Is it worth consulting an attorney before signing a nursing home contract? Is there really that much to be worried about?
I have seen nursing home contracts that contain illegal provisions and the facility is not even aware of it. Unfortunately, I have also seen nursing homes deny people their rights and try to evict residents illegally. I strongly advise having an attorney on retainer to protect your interests when transitioning someone into a nursing home.
Do I need to sign a nursing home contract as it is presented to me, or can changes be made?
Generally speaking, before any contract is signed, the parties can and should negotiate the terms of the contract. When a form contract is presented, it’s usually an indication that the party offering the contract wants to settle on the terms as presented. The bargaining power of the other party will depend on several factors, for example, whether the contract provisions are legal, whether the facility is full, whether there are many competing facilities, and the type of insurance is involved.
Can I really negotiate with a nursing home on costs or care plans?
It’s not likely you will be able to negotiate nursing home rates but there is a good possibility the facility offers different care plans at varying costs.
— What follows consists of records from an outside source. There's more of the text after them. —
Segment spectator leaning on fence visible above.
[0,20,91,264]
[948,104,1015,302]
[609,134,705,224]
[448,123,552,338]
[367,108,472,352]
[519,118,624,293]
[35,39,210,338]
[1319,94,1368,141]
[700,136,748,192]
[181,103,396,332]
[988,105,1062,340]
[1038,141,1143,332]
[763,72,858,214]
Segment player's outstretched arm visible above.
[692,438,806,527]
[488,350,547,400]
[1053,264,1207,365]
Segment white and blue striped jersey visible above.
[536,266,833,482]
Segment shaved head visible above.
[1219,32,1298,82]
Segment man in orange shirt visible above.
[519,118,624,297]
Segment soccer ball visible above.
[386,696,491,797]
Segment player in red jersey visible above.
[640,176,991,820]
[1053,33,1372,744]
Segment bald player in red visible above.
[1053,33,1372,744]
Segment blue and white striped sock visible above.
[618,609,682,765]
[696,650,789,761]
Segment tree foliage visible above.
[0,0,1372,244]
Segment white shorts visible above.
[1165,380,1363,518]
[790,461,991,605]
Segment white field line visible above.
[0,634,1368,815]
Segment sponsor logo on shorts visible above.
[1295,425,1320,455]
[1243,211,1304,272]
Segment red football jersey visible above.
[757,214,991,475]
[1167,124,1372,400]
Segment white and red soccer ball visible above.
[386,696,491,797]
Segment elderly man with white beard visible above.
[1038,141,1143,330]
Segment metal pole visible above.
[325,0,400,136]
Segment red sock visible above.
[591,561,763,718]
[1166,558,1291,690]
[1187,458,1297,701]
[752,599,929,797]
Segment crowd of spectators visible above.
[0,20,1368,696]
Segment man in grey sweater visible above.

What are my basic contractual rights in regard to nursing home care?
In Illinois, the Nursing Home Care Act protects the rights of residents in long-term care facilities: • You must be informed in writing about services and fees before entering the nursing home. • You have the right to manage your own money or direct someone you want to do it for you. • You have the right to keep and use your personal property to the extent it doesn’t impede others’ rights, health, or safety. • You have the right to be informed of your medical condition and medications and to refuse medication and treatments. • You have the right to see your own doctor. • You have the right to inspect your clinical and other records. Illinois nursing homes are supposed to provide new residents with a copy of their rights.
In Indiana, in addition to your basic rights, nursing home residents have rights in regard to admission, transfer, and discharge, privacy and confidentiality, quality of life, living accommodations and care, your financial affairs, medical care and treatment, and freedom from restraint and abuse. A summary of these rights is listed at http://www.in.gov/isdh/21582.htm.
My parent has already signed a contract with a nursing home, we now are concerned with some portions of the contract; what recourse do we have now?
First, it will depend when the contract was signed. Many states provide people two or three days to get out of a signed contract unless the right is specifically waived. Secondly, an attorney can review the contract to identify improper clauses or provisions which may have been raised in court already with favorable outcomes for the residents.